This guide to mastering the art of pencil drawing offers clear, concise instruction on composition, outline, proportion, perspective, light and shade, and individual style. Its 66 illustrations encompass many subjects — mainly architectural, but also people, animals, and landscapes — and demonstrate a variety of techniques, with insights and guidance for every artist.
”If one desires to learn to draw, let him draw and draw and draw.”
Fantastic book on pencil drawing, especially the first chapters are a gold mine of knowledge. It gets a little repetitive in the second half and is very much geared towards a job that doesn’t exist anymore (who hires an illustrator to design a building these days). The book is also very text heavy and the formatting is not great either, but honestly you can’t expect a modern layout from a book that’s 100 years old. Anyways, brb gushing over Guptill’s pencil renders.

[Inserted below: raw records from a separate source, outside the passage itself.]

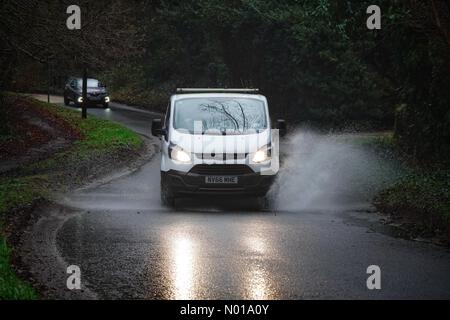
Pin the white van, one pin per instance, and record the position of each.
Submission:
(217, 141)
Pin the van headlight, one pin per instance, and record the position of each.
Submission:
(178, 154)
(262, 155)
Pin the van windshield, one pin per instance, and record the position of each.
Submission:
(92, 83)
(220, 116)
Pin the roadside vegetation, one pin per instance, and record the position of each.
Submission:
(92, 147)
(419, 199)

This is a 2007 unabridged republication of Sketching and Rendering in Pencil, originally published by The Pencil Points Press, Inc. New York, 1922. Although modern drawing instruction books include many of the same points, this book definitely has the feel of an earlier time, including more detail than one usually finds today and expecting a longer period of drawing apprenticeship and more disciplined practice than is now common. This book also differs from some others I have seen in that while it covers a variety of drawing subject matter, it focuses on the pencil drawing skills needed for the student of architecture.